Hôpital Universitaire Robert Debré, Centre de référence des maladies respiratoires rares, and Université de Paris, Paris, France.
Staffordshire Children's Hospital, Stoke-on-Trent, Staffs and Great Ormond Street Hospital, London, UK.
Orphanet J Rare Dis. 2020 Sep 21;15(1):252. doi: 10.1186/s13023-020-01460-2.
Congenital Central Hypoventilation Syndrome (CCHS) is a rare condition characterized by an alveolar hypoventilation due to a deficient autonomic central control of ventilation and a global autonomic dysfunction. Paired-like homeobox 2B (PHOX2B) mutations are found in most of the patients with CCHS. In recent years, the condition has evolved from a life-threatening neonatal onset disorder to include broader and milder clinical presentations, affecting children, adults and families. Genes other than PHOX2B have been found responsible for CCHS in rare cases and there are as yet other unknown genes that may account for the disease. At present, management relies on lifelong ventilatory support and close follow up of dysautonomic progression. BODY: This paper provides a state-of-the-art comprehensive description of CCHS and of the components of diagnostic evaluation and multi-disciplinary management, as well as considerations for future research.
Awareness and knowledge of the diagnosis and management of this rare disease should be brought to a large health community including adult physicians and health carers.

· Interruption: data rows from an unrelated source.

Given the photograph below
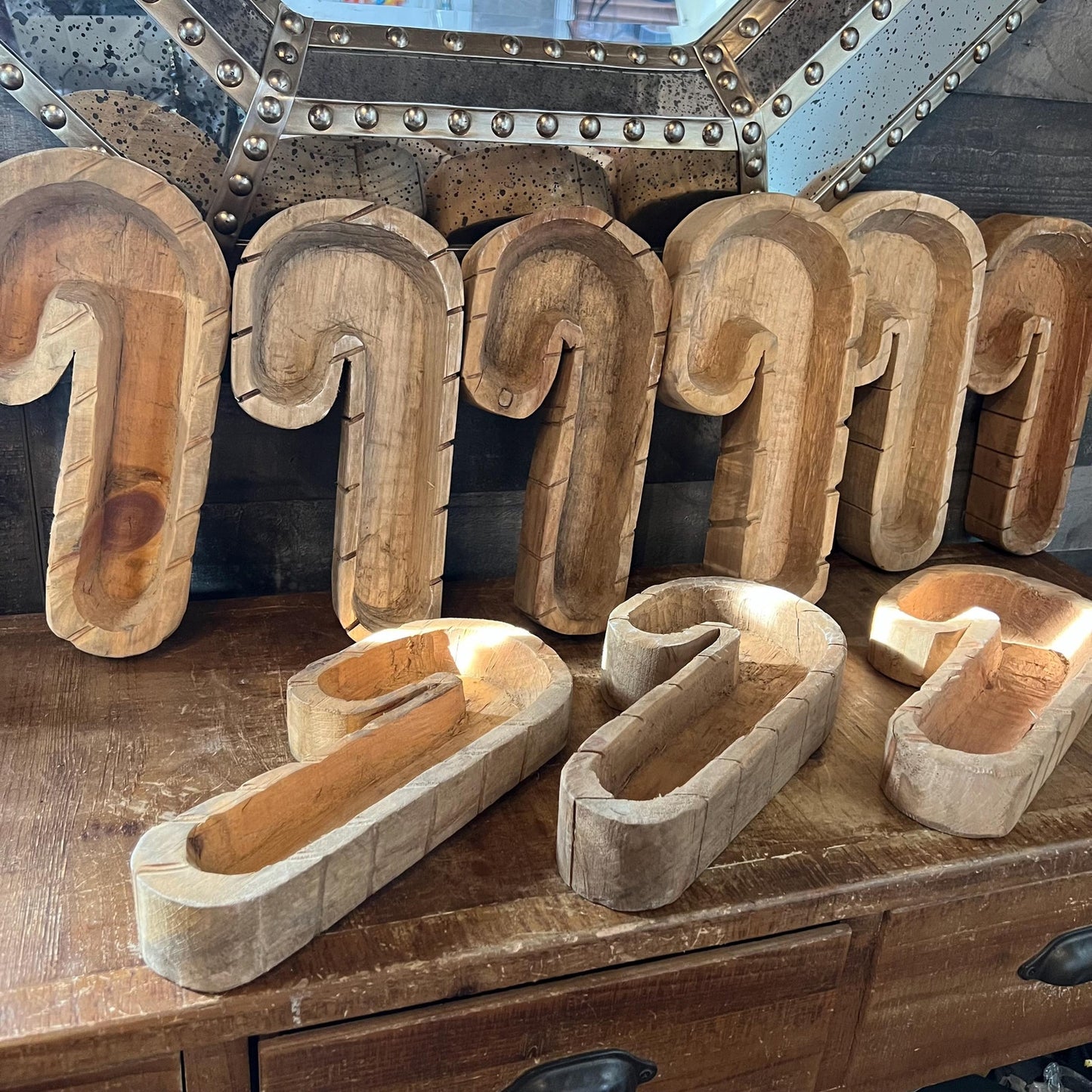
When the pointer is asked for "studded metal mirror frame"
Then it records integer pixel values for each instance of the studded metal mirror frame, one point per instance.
(733, 90)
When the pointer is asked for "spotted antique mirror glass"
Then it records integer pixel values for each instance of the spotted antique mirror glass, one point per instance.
(660, 22)
(800, 96)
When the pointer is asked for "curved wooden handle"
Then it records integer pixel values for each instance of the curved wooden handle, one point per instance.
(1005, 667)
(1033, 360)
(569, 307)
(769, 299)
(107, 263)
(926, 262)
(376, 287)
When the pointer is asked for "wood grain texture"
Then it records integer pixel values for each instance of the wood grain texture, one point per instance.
(769, 305)
(1033, 360)
(401, 741)
(95, 751)
(471, 193)
(994, 153)
(156, 1075)
(223, 1067)
(569, 309)
(106, 263)
(376, 287)
(981, 1015)
(728, 687)
(697, 1017)
(1003, 665)
(1047, 58)
(926, 262)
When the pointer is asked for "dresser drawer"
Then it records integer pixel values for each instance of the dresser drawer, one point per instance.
(753, 1017)
(946, 998)
(159, 1075)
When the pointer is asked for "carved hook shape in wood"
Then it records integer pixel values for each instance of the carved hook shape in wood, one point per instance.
(336, 281)
(105, 263)
(925, 261)
(1004, 665)
(403, 738)
(769, 305)
(568, 307)
(729, 687)
(1033, 360)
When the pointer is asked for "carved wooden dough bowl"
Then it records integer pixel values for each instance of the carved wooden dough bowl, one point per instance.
(1003, 663)
(729, 686)
(404, 738)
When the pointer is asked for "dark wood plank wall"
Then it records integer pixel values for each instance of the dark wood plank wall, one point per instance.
(1017, 138)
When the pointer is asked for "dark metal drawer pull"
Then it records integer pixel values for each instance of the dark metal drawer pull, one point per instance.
(1065, 961)
(598, 1072)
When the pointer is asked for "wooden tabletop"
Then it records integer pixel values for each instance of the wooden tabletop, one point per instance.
(94, 751)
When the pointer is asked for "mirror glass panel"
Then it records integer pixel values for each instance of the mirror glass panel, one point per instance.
(662, 22)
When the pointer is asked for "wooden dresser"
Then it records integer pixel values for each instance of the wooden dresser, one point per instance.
(836, 944)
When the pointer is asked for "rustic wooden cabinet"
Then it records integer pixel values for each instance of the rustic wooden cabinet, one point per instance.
(834, 944)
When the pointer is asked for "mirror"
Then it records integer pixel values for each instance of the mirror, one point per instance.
(650, 22)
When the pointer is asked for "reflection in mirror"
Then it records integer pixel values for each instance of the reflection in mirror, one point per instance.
(662, 22)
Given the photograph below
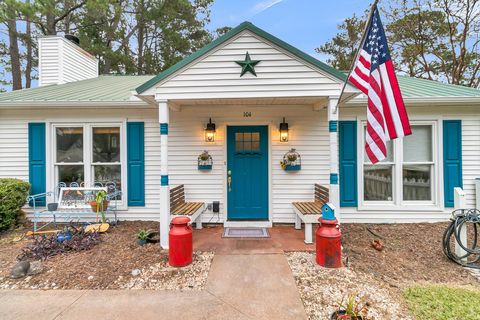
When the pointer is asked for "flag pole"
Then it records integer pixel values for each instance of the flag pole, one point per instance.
(352, 64)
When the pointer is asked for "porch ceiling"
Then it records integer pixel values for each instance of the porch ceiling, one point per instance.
(314, 101)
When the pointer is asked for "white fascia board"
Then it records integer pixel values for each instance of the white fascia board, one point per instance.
(71, 104)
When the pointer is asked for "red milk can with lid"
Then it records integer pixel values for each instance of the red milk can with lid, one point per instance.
(180, 242)
(328, 239)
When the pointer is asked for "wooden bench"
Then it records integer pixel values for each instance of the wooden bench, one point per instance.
(310, 212)
(178, 206)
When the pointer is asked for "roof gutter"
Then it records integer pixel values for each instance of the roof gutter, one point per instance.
(72, 104)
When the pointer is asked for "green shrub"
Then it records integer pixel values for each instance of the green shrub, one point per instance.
(13, 195)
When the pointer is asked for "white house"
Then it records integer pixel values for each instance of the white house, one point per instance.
(147, 132)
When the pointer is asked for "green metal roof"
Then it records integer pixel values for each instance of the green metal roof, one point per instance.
(423, 88)
(230, 34)
(111, 88)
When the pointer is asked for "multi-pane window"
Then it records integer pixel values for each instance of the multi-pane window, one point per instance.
(378, 178)
(88, 154)
(69, 154)
(418, 164)
(407, 174)
(106, 155)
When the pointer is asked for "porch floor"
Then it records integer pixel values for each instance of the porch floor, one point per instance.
(283, 238)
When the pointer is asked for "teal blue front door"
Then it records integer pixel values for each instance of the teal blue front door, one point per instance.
(247, 172)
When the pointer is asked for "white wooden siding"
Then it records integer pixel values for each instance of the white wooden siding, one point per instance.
(309, 135)
(61, 61)
(216, 75)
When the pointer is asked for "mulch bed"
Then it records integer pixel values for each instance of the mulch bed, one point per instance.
(412, 253)
(107, 265)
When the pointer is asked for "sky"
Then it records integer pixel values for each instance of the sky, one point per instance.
(305, 24)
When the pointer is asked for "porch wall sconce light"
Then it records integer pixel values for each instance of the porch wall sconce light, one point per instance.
(284, 131)
(210, 131)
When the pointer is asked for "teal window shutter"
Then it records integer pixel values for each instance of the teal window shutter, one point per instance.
(136, 164)
(452, 158)
(347, 136)
(36, 160)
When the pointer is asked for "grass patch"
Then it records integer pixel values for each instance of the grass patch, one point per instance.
(439, 302)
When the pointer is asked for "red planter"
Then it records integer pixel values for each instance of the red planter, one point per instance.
(180, 238)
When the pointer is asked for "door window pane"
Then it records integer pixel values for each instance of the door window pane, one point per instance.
(417, 182)
(69, 174)
(378, 183)
(107, 174)
(69, 144)
(106, 144)
(417, 147)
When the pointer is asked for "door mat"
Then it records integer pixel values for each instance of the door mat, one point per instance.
(245, 233)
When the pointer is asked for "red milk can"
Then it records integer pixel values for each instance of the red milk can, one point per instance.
(328, 239)
(180, 242)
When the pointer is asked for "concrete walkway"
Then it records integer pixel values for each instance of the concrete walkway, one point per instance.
(238, 287)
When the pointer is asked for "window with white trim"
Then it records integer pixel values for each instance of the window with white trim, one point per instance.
(88, 154)
(407, 175)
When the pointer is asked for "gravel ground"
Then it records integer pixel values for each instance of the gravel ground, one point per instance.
(323, 289)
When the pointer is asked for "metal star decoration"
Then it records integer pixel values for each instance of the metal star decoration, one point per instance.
(248, 65)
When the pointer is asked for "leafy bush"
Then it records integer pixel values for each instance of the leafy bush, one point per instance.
(13, 195)
(43, 247)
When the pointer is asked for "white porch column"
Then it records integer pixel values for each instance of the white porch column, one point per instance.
(163, 115)
(334, 192)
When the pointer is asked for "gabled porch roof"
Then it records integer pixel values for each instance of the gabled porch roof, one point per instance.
(231, 34)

先天性中枢性肺泡换气不足综合征(CCHS)是一种罕见的疾病,其特征是由于肺泡换气不足导致自主中枢通气控制不足和全身自主神经功能障碍。大多数 CCHS 患者存在配对同源框 2B(PHOX2B)突变。近年来,该疾病已从危及生命的新生儿发病转变为包括更广泛和更轻微的临床表现,影响儿童、成人和家庭。除 PHOX2B 以外的其他基因也被发现可导致罕见病例的 CCHS,目前还有其他未知的基因可能导致该疾病。目前,治疗依赖于终身通气支持和自主神经功能障碍进展的密切随访。
本文提供了 CCHS 以及诊断评估和多学科管理的各个组成部分的最新全面描述,以及对未来研究的考虑。
应该让包括成人医生和医疗保健者在内的广大卫生界了解这种罕见疾病的诊断和管理。